The histogram buckets are tuned for a typical web application where most requests complete in under 50ms but some take several seconds. If your application has different performance characteristics, adjust the buckets accordingly. The default buckets in most Prometheus libraries are designed for services measured in seconds, not milliseconds, and will lose precision for fast APIs.

Label Cardinality and Its Cost

Labels allow you to slice metrics by dimensions like HTTP method, status code, or user ID. Each unique combination of label values creates a separate time-series in Prometheus' database.

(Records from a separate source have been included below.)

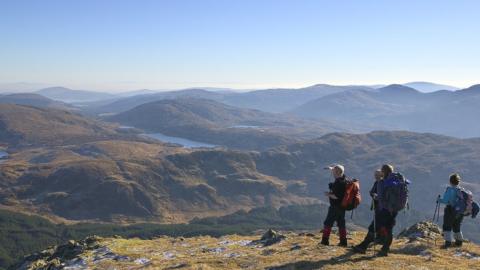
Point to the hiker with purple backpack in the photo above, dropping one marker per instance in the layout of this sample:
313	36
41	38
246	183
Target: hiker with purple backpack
335	212
372	229
392	197
459	203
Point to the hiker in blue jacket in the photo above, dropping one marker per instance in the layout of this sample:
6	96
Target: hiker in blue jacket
385	216
451	221
370	237
335	212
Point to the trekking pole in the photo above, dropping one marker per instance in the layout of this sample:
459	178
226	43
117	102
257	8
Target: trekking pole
438	213
374	228
435	214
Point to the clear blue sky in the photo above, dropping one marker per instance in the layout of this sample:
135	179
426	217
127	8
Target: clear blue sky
112	45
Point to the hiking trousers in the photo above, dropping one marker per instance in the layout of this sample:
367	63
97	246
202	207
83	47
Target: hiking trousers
335	214
386	222
451	221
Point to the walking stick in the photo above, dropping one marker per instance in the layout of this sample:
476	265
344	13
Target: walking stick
374	228
436	209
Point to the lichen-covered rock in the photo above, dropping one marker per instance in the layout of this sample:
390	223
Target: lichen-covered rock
269	238
60	256
422	230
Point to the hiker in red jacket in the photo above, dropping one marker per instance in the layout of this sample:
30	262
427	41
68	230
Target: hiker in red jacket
335	212
370	237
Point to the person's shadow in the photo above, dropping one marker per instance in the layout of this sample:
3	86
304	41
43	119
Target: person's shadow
310	265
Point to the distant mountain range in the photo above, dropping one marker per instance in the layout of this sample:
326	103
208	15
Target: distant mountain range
220	124
23	126
428	87
398	107
33	100
72	96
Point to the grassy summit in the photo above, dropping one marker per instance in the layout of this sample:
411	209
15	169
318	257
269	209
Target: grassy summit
296	251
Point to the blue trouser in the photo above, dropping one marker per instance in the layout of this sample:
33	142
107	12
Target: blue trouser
386	222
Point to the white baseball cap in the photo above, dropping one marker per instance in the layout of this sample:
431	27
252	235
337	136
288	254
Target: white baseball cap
337	166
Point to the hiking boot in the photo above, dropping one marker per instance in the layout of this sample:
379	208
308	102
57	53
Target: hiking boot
325	242
359	249
343	242
447	244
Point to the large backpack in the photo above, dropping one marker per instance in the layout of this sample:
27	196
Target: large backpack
352	197
394	191
463	205
475	209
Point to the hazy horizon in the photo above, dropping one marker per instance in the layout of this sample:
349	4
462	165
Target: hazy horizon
122	45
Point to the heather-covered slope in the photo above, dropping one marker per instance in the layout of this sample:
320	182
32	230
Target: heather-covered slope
27	126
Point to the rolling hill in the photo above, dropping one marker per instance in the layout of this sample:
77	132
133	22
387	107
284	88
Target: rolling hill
134	181
72	96
220	124
33	100
269	100
428	87
28	126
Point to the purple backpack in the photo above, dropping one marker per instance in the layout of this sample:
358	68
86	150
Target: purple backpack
394	192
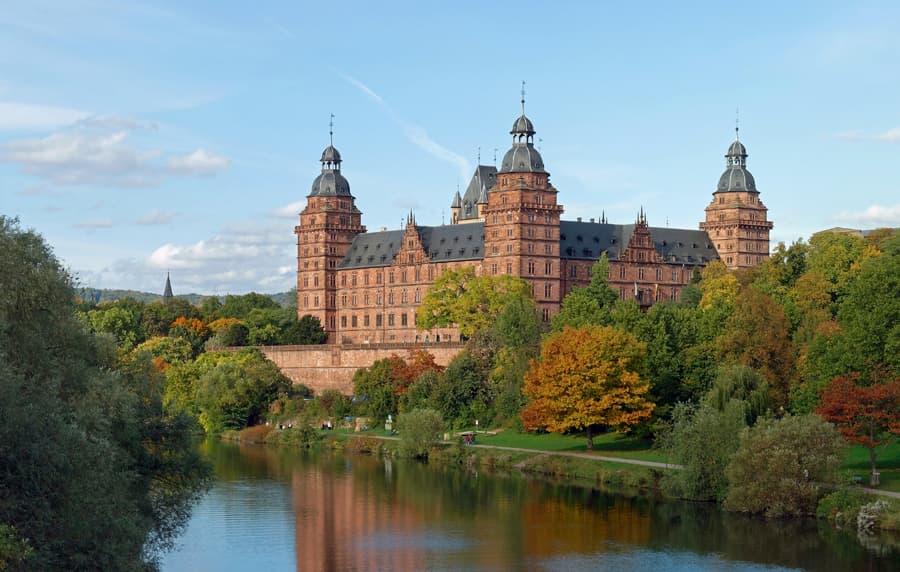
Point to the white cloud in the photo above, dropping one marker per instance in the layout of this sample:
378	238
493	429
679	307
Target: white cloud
78	158
872	217
417	135
891	135
157	217
94	224
98	150
290	210
27	116
199	163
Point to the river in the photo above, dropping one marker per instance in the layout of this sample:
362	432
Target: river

This is where most production Prometheus deployments encounter problems.

Including a user ID as a label creates a time-series for every user. A million users means a million time-series per metric. Prometheus can handle high cardinality, but query performance degrades and storage costs increase dramatically. The guideline is to keep unique label combinations under 10,000 per metric for good performance.

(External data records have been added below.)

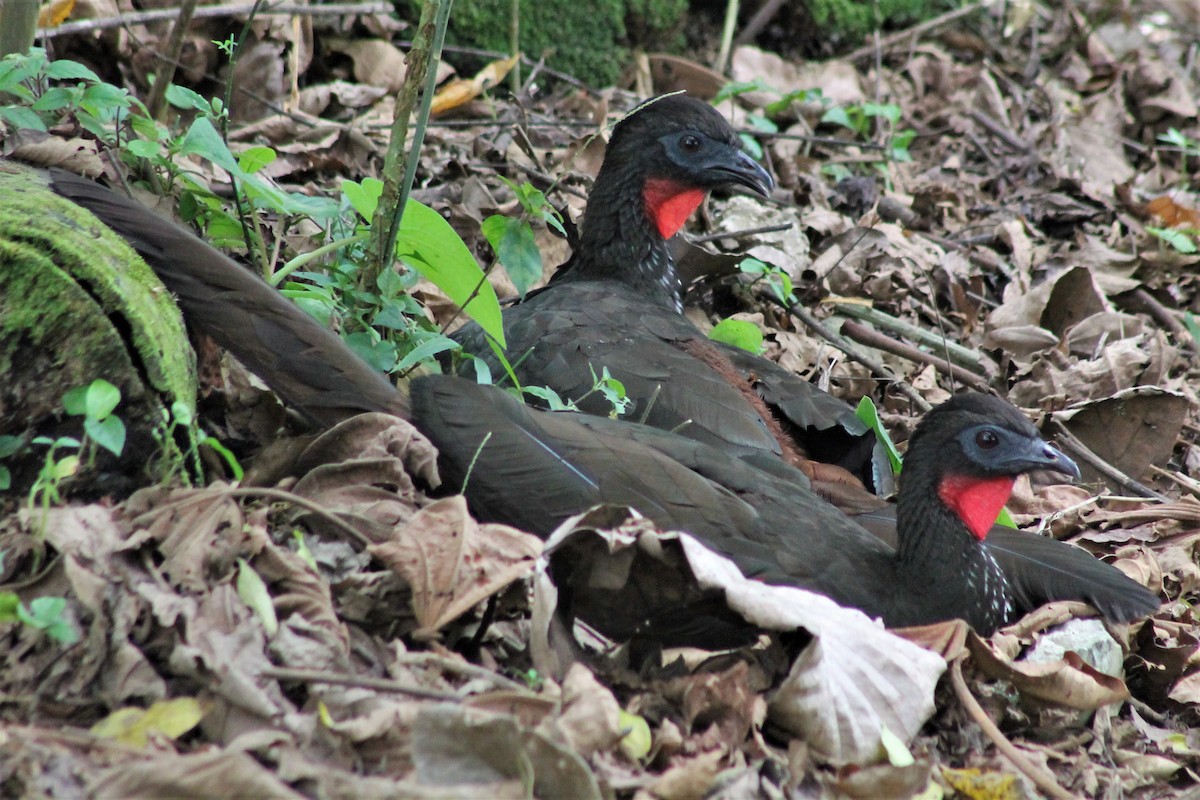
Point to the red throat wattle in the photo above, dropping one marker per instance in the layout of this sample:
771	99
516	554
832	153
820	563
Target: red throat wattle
670	203
976	500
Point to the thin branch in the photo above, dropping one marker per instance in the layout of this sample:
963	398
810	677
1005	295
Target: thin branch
855	354
1083	452
870	337
359	681
233	10
916	31
1045	782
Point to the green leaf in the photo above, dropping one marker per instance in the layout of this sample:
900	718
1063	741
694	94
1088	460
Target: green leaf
515	246
739	334
429	245
10	445
10	603
636	741
897	751
364	197
367	346
252	590
1189	322
870	415
1177	239
186	98
426	350
255	158
64	70
46	614
227	455
22	118
101	398
108	433
304	552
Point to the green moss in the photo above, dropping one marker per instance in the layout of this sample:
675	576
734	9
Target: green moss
587	40
78	304
853	19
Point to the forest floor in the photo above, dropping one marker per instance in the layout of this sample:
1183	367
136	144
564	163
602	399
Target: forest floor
1038	216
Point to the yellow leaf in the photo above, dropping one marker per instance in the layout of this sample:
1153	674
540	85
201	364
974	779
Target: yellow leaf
636	743
54	13
978	785
167	719
460	91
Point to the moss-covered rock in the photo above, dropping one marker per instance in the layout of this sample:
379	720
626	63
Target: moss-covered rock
77	304
852	19
587	40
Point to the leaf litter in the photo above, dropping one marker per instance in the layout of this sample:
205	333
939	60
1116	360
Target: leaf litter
419	654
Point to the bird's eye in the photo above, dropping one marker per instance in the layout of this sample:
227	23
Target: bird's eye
987	439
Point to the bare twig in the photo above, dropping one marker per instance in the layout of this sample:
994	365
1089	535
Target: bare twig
958	354
232	10
853	353
1045	782
904	36
169	59
870	337
766	12
739	234
1083	452
360	681
1011	139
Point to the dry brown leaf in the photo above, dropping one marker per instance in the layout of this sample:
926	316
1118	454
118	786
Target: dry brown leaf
591	716
673	73
689	779
456	750
199	531
1071	681
454	563
54	13
461	91
213	774
1131	429
850	681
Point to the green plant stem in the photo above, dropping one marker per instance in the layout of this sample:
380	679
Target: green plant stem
515	44
169	59
255	242
399	170
304	259
731	20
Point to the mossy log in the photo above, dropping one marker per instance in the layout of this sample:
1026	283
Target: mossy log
77	304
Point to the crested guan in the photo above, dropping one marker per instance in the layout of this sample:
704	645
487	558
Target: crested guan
617	304
766	521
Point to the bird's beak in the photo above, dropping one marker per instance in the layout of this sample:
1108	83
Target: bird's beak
736	167
1042	455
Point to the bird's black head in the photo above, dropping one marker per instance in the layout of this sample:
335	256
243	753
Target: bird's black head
688	140
985	437
969	451
679	148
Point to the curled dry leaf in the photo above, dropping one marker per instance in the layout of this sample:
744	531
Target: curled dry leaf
1131	429
1071	681
210	774
201	533
852	679
481	755
453	563
591	715
1055	305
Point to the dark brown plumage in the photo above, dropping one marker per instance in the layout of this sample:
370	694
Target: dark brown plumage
538	468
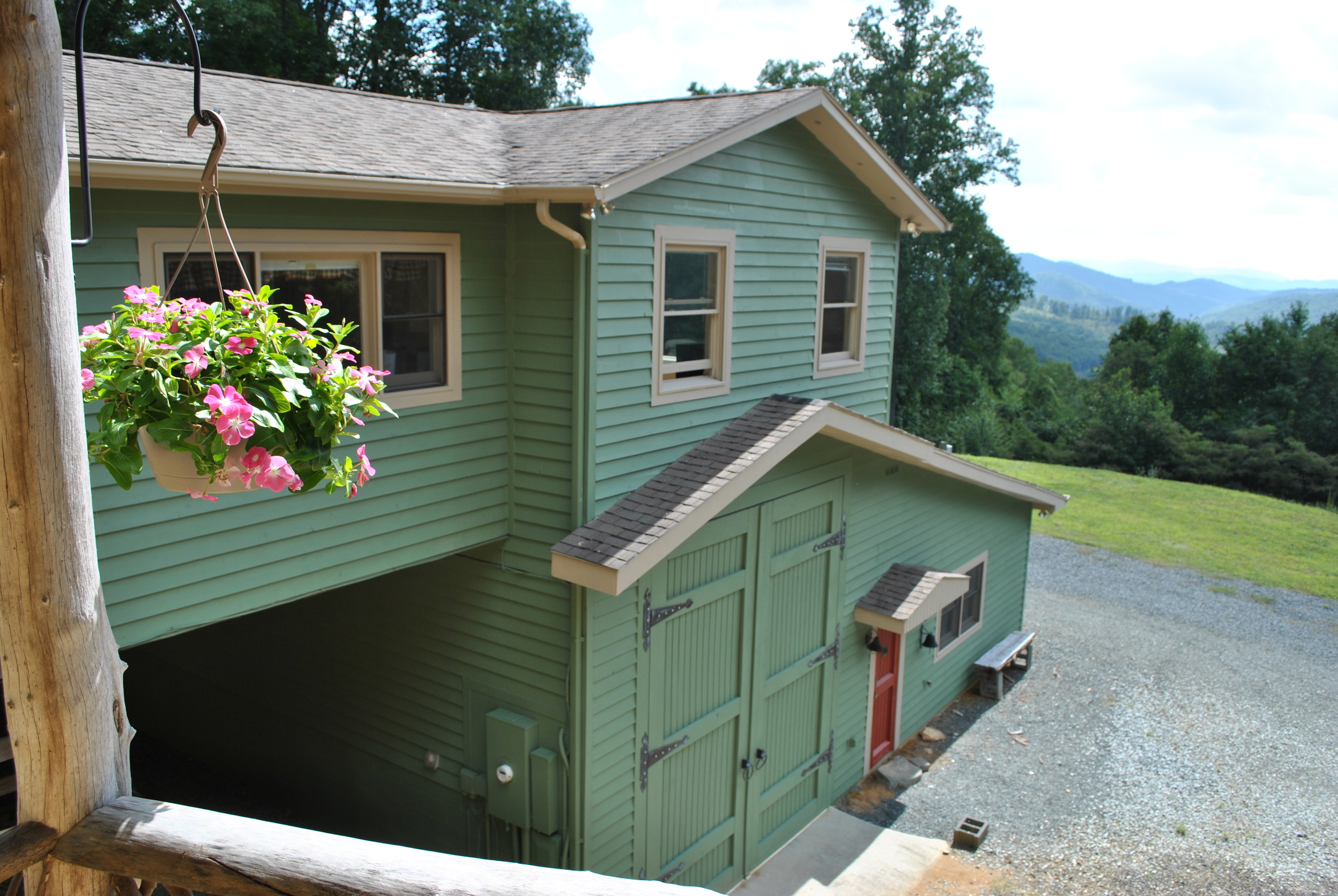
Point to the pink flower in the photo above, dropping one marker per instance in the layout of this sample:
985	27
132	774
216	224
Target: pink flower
368	379
228	401
135	296
279	476
196	360
233	430
253	463
141	333
241	345
364	468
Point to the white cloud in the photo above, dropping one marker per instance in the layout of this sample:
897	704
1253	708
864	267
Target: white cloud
1178	132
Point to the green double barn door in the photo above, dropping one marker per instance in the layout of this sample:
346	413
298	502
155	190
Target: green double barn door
739	631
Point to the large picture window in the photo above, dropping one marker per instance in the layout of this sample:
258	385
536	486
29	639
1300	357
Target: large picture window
962	617
842	305
694	300
402	289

The safe labels are those with bounded cardinality: HTTP method has about 10 values, status code has dozens, service name is bounded by your number of services. Dangerous labels are unbounded: user IDs, request IDs, email addresses, IP addresses. If you need to track per-user metrics, aggregate them in your application and expose summary statistics, not individual user metrics.

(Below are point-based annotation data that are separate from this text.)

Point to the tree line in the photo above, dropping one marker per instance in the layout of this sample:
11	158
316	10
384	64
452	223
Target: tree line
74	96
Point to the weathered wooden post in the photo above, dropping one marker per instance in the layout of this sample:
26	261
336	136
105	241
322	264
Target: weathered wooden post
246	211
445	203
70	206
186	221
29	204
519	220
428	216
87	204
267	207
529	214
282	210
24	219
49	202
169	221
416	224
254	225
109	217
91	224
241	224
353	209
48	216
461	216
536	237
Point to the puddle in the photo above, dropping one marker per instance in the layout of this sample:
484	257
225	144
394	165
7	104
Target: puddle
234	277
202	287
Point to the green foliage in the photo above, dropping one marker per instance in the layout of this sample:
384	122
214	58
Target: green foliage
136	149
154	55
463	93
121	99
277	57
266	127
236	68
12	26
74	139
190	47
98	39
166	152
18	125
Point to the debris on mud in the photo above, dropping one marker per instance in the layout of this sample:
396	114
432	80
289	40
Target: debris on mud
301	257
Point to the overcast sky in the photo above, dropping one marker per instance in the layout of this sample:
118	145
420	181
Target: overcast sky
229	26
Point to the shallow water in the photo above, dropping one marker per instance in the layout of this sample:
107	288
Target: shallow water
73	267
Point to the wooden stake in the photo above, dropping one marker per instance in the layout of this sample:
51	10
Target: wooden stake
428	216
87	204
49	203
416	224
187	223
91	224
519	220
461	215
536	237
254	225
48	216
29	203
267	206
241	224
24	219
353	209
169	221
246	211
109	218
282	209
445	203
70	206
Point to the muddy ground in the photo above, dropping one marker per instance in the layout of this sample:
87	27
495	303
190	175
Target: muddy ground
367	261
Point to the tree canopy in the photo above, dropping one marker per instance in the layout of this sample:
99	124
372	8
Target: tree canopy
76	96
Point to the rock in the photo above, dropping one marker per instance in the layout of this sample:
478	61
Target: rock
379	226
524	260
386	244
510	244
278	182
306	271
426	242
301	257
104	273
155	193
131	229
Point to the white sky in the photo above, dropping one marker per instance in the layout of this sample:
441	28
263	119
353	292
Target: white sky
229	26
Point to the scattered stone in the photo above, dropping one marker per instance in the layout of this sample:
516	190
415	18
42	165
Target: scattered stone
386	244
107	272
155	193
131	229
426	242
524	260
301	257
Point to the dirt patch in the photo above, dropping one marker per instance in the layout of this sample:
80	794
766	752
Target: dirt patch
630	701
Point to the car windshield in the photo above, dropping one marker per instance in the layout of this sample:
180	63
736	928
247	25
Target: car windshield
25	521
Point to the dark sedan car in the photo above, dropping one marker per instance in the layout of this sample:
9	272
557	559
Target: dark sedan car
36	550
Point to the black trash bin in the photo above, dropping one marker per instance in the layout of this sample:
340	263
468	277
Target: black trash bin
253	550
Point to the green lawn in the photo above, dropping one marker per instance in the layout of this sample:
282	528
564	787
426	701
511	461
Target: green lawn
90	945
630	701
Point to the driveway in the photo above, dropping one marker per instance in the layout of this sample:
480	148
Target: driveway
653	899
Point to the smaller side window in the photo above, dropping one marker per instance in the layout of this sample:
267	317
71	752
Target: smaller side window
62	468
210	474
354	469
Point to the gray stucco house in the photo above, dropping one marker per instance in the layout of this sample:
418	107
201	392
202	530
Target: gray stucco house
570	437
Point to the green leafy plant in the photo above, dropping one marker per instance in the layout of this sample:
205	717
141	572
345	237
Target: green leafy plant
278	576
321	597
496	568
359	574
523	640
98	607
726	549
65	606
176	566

Pro Tip: The promtool command-line utility can analyze your metrics for cardinality issues before they hit production. Run promtool check metrics against your /metrics endpoint to identify labels that might cause problems. In production, monitor the prometheus_tsdb_symbol_table_size_bytes metric, which correlates with cardinality. A sudden increase indicates a new high-cardinality metric was introduced.

Setting Up Critical Alerts

Prometheus alerting separates detection from notification. Prometheus evaluates alerting rules and determines when alerts should fire, but it does not send notifications. The Alertmanager component handles routing alerts to notification channels and managing silences and inhibitions.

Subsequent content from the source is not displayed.